Kojima allegedly fell out with Konami during development, so it is unsurprising that MGSV feels fundamentally like an unfinished game, but that he chose to end it the way he did speaks to an apocalyptic breakdown in relations between Kojima and Konami, an upcoming DLC package, or the fact that Kojima really fucked up this time. The “Truth” ending works, but is not as sophisticated as we might expect from Kojima. It turns out that you are not really Big Boss. Plenty twisty, which is what everyone wanted, and it also has the added effect of covering up one of the bigger plotholes in the MG series, namely that Big Boss dies twice. It’s not as well planned or executed as the careful manipulation of the player leading up to the shocking revelations at the end of MGS2, but it is satisfying enough. MGS2 was an edge case anyway. Games that carefully designed don’t come along very often.
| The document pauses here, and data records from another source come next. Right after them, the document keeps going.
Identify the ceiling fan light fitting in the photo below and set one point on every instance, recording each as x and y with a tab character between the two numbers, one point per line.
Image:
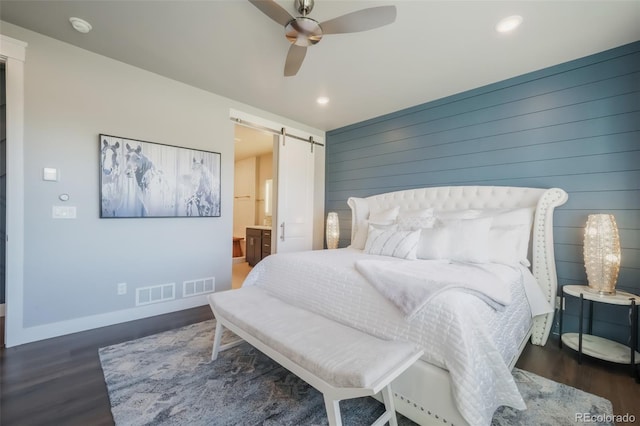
509	24
304	7
80	25
303	31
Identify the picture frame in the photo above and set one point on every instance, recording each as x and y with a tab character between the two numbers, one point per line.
140	179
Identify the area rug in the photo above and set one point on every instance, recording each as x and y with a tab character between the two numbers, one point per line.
169	379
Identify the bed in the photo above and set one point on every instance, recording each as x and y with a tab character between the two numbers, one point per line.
470	344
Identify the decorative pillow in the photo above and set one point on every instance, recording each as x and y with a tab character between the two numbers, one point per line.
379	219
509	236
509	244
461	240
363	232
387	215
415	219
449	215
390	242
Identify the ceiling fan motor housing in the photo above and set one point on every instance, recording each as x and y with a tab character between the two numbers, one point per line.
304	7
303	31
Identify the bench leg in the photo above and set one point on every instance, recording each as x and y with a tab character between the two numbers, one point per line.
333	411
217	337
387	397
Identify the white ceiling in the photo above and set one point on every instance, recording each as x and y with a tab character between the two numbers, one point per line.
434	49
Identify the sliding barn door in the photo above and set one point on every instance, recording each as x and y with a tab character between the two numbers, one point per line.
294	227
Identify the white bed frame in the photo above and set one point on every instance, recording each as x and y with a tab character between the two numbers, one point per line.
423	392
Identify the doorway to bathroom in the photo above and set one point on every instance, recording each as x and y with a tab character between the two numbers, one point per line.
253	189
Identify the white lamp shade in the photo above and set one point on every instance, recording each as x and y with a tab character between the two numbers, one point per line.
333	230
602	253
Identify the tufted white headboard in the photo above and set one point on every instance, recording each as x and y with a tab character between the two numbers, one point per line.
446	198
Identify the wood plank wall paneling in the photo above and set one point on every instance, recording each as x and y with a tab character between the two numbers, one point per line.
575	126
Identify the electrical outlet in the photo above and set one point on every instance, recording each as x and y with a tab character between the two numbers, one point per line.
122	289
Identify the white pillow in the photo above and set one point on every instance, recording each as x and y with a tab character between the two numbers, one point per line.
390	242
461	240
509	244
380	218
509	236
448	215
384	215
415	219
363	232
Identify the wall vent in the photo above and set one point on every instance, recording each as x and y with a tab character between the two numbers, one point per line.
155	293
198	286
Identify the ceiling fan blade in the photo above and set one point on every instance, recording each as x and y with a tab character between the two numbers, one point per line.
294	60
273	10
362	20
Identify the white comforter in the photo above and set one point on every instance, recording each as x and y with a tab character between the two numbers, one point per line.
411	284
458	331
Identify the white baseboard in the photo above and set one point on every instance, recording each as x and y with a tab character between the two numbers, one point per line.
41	332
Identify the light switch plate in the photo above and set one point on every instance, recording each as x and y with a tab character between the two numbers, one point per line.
50	174
63	212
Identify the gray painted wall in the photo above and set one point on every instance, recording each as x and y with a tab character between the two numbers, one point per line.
72	267
575	126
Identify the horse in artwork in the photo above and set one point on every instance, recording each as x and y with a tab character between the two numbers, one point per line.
204	199
149	192
111	178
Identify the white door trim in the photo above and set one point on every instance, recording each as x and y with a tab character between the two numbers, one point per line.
14	52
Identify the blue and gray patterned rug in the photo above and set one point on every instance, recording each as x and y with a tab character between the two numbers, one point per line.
168	379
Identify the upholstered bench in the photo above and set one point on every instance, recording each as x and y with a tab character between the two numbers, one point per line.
337	360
The other ending, though. Anyone familiar with the MG series is familiar with the fact that Kojima has a loose interpretation of the word “closure”, but there is normally a degree of finality and some kind of closing message. In this case, the ending literally isn’t there; you wouldn’t know the game’s story was over if it wasn’t for the credits rolling. Eli and The Third Child steal Sahelanthropus and… that’s it. Two children, one of which has psychic powers, steal a nuclear equipped walking battle tank and nothing happens. Snake and Miller don’t pursue them. The children are not heard from again. Nothing else happens, nothing else is said, and then we timewarp to the True ending. Where we have to replay the tutorial (you have to replay the UNSKIPPABLE FUCKING TUTORIAL) before the big reveal. Either Kojima has forgotten everything he knows, or something went really fucking wrong.
A lot of these gripes, though, are from the perspective of a long time MG fan who had high hopes and certain expectations. My gripes do not make MGSV any less of a game. It does mean that someone like me might well think that MGSV is not the game it could have been, and that it looks to be the last Kojima MG game leaves a very sour taste. For someone not familiar with the MG series, this is a good entry point, and it might tickle the fancies of those who couldn’t stand the rarefied nature of the other games in the series. MGSV is a very good game, and it is evident that in most aspects a lot of care and attention went in to it, but it is not a very good MG game.